Is the result of the next presidential election to turn upon the removal of Libby Prison to Chicago? – or rather upon the proposition to remove it? If so, we may paraphrase NAPOLEON’S famous dictum, and say, “Scratch a northerner and you will find a South-hater.” We own that we have felt a good deal of surprise when we have seen how much importance is attached in some quarters to the proposition. The feeling of many southerners is that no good result can flow from the removal, and that it would be better for the whole country to leave the old prison where it is. Conservative, quiet, patriotic southerners are those who look upon the matter in this light.

It may seem to be an extravagant estimate, and yet we suppose it is not extravagant to say that during the last twenty years the hack-drivers have annually derived such a revenue from the passengers whom they have driven to the Libby Prison that they at least must look with the utmost disfavor upon the proposed transfer of that property to northern lands and hands. That revenue is henceforth to be turned into the pockets of the white hack-drivers of Chicago and withheld from the pockets of the negro hackmen of Richmond. We do not doubt indeed that the hack-owners of this city could afford to make a liberal contribution to the fund that may possibly be raised for repurchasing the famous building. Inasmuch as the Chicago purchasers seem perfectly willing to sell the prison back to our people, perhaps it would not be amiss to institute inquiries to ascertain how much money Libby Prison has attracted to this city since the close of the war. More, we guess, than twenty-three thousand dollars. The hotel-keepers have received more of it, of course, than the hack-drivers, or the merchants, or the sellers of relics of the war, or any other one class.

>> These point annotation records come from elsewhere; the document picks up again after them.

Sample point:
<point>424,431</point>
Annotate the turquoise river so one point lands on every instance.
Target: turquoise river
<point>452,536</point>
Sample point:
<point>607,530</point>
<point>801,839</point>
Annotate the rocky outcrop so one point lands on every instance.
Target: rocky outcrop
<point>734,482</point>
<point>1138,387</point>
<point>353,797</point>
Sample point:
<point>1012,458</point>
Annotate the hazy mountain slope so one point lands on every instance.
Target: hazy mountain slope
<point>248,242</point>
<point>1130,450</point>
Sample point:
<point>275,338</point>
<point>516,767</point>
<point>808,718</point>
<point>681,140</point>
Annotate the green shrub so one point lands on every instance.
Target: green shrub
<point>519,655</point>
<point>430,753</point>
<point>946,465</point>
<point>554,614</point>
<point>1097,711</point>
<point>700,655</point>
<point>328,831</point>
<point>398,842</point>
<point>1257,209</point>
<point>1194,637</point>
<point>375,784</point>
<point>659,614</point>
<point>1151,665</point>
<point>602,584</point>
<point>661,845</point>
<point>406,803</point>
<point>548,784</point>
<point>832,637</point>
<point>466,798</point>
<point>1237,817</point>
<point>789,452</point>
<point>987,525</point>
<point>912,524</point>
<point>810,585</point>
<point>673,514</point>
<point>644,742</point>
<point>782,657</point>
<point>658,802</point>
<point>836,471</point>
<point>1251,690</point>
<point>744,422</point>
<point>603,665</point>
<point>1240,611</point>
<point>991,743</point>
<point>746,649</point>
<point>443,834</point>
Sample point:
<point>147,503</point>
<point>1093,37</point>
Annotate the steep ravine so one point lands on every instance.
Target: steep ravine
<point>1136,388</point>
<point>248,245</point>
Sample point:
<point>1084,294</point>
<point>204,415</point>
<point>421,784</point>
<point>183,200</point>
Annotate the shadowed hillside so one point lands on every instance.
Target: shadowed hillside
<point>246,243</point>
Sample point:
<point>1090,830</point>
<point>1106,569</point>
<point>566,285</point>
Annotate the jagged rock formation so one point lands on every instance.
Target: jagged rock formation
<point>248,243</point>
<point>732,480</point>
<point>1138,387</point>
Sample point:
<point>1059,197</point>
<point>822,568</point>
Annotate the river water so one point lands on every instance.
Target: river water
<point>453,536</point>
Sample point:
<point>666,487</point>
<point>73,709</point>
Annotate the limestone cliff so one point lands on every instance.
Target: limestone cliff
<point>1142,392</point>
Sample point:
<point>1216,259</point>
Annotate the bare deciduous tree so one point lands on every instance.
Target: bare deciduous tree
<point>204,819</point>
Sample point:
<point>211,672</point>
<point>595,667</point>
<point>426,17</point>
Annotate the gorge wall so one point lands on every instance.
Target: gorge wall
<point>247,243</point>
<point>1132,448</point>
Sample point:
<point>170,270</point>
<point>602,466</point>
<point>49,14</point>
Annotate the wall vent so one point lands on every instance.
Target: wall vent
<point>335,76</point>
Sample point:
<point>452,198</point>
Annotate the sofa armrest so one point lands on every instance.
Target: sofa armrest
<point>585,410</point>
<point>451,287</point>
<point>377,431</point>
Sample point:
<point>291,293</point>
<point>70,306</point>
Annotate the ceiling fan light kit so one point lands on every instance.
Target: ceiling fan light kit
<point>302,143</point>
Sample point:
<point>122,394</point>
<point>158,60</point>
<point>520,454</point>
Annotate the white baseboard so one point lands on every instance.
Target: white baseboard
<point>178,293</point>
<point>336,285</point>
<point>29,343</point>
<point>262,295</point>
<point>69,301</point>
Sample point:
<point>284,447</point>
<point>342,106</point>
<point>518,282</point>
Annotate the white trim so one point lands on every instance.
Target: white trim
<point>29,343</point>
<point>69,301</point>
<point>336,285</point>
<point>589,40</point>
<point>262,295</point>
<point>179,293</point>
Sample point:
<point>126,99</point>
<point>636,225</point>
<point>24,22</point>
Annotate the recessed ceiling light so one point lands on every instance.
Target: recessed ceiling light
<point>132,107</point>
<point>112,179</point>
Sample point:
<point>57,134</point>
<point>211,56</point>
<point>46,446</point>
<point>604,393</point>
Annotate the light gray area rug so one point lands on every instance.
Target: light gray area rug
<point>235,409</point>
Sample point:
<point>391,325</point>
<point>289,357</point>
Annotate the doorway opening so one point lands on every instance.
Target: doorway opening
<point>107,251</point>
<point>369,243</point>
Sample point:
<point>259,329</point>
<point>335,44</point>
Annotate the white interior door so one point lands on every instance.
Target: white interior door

It would be unfortunate, to say the least, if this proposed removal should be accomplished in time (and just in time) to have the building opened for exhibition during the session of the Republican National Convention. That is the only prospective fact that has caused us any considerable concern. We are inclined to the belief recently expressed very forcibly by the Iowa State Register, a Republican paper edited by a member of the Republican National Committee, that the Republicans of the eastern States have determined to frown down all attempts to raise sectional issues. We take it, too, that the Anarchists and others have driven sectionalism out of Chicago. The opposition, therefore, to removing the Libby Prison to Chicago would not be half so strong after the presidential election as now. Indeed the opposition would be much less if the removal were postponed until after the adjournment of the Republican National Convention.

But whatever is to be done must be done soon. Let us not, however, place ourselves in a wrong position.